Ethel Richardson, in her local history published in 1919, mentions the possibility of there having been a Civil War skirmish here, when the lanes ran red with blood.   She ties the red of battle to the red which at the time was thought to be the origin of the place-name Restrop.   The historical truth is in a way more prosaic, and yet (to me) more romantic.    Restrop is derived from “Rada’s thorp” (Gover et al 1939); Rada, the name of the otherwise invisible Anglo-Saxon farmer who cared for his crops and animals on the hillside and in the coombes which cut through the limestone, looking out over the clayey Thames valley to see wisps of smoke rising from the hearths in the walled town of Cricklade to the north.

Oak and ash both grow well at Restrop, and useful woods they are.   They are both ring-porous.   The vessels which transport water and minerals up from the roots to the tree leaves are made up of cells that make long tubes.   Those vessels formed during rapid Spring growth are much larger than the tubes that grow in the Summer, thus forming rings which emphasise the tree’s growth rings (Abbott 1989, 2007:17).   You can see this in the photo below:

Ash and oak

Ash and oak

The piece of ash on the left has especially clear growth rings.   The rings of vessels are the darker, brown-coloured lines, in-between the pale wood fibres.   This piece comes from a faster-growing branch, which you can tell because there are only four or five growth rings to the inch.   Faster-grown ash is stronger than slow-grown because it contains more wood fibres, which is good for shock-resistance and is why ash is good for tool handles and furniture.   Ash grows best on deep soils over limestone; just like the banks of Ringsbury Camp.

On the right, the oak – showing the very clear distinction between the dark heartwood and the light sapwood.   Oak has a very strong and rich smell, owing to its acidic tannin content.   This makes the wood resistant to rot (but also eats into steel so I am very careful to clean my tools quickly and thoroughly after using them on oak) (Abbott 1989, 2007:26, 28).   There are a number of big oaks at Restrop, which have built themselves for strength against the wind that blows up and down the limestone ridge, and the prevailing weather rolling in down the valley from the west.   Oak is a sinuous wood.   Its strength and longevity have resulted in more than 90% of building timbers being taken from oak trees (Rackham 1986, 1995:86).

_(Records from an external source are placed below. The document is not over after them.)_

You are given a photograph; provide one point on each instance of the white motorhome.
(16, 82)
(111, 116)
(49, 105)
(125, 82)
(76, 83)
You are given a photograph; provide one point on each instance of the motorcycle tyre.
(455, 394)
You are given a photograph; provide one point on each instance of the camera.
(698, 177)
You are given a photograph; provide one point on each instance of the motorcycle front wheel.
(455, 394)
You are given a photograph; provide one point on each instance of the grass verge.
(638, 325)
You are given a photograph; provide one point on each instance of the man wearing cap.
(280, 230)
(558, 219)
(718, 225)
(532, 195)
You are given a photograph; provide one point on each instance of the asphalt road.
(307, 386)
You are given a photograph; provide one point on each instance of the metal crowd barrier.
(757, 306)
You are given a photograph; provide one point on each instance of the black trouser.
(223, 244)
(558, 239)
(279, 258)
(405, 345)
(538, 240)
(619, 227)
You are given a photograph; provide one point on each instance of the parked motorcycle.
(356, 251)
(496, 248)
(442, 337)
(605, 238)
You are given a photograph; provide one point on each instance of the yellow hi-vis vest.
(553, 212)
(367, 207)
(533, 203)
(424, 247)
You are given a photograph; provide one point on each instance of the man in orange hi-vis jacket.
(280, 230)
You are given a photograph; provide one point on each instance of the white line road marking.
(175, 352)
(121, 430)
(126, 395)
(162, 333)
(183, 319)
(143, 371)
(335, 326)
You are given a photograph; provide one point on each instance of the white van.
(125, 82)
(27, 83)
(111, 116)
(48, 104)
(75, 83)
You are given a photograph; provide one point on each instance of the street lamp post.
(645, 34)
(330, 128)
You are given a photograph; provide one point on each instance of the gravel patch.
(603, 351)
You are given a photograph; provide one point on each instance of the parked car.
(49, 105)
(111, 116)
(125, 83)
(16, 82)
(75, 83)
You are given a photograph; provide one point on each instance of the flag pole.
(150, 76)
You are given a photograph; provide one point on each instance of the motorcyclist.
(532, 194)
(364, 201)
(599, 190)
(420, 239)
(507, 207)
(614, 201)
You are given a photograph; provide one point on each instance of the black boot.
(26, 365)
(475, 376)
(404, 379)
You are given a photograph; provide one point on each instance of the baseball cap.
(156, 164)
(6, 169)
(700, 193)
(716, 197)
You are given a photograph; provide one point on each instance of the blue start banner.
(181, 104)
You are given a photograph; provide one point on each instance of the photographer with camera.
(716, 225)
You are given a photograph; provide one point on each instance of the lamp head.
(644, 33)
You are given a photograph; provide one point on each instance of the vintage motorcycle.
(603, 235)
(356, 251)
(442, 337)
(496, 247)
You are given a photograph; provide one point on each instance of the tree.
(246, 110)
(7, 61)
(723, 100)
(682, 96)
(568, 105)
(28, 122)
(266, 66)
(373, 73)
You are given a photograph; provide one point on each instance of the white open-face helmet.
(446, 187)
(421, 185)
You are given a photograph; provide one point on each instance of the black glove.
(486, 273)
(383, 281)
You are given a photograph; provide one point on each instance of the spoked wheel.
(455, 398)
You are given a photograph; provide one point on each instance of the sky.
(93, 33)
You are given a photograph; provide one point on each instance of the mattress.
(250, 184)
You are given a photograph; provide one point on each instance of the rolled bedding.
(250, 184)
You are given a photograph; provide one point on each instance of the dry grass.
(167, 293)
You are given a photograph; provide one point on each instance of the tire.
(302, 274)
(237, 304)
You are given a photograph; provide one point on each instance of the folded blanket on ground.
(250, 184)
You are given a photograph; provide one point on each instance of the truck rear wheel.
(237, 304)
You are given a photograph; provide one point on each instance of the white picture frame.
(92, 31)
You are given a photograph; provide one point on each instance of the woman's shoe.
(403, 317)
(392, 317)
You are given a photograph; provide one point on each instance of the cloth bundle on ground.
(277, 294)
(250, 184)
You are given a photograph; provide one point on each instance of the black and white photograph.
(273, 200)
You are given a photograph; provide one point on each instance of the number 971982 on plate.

Now that the hedgerows and woods are greening up, it’s time to take a good look at the ash and oak growing at Restrop to see which buds come out first,

“Ash before oak – in for a soak;

Oak before ash – in for a splash.”

 

Abbott, M. (1989, 2007)  Green Woodwork   Lewes: Guild of Master Craftsman Publications

Gover, J.E.B., Mawker, A., Stenton, F.M. (1939)  The Place-names of Wiltshire   English Place-Names Society/Cambridge University Press

Rackham, O. (1986, 1995)  The History of the Countryside   London: Weidenfeld and Nicholson

Richardson, E.M. (1919)  The Story of Purton; a collection of notes and hearsay   Bristol: J.W. Arrowsmith Ltd

This post is the third in an occasional series called “Weird and Wonderful”.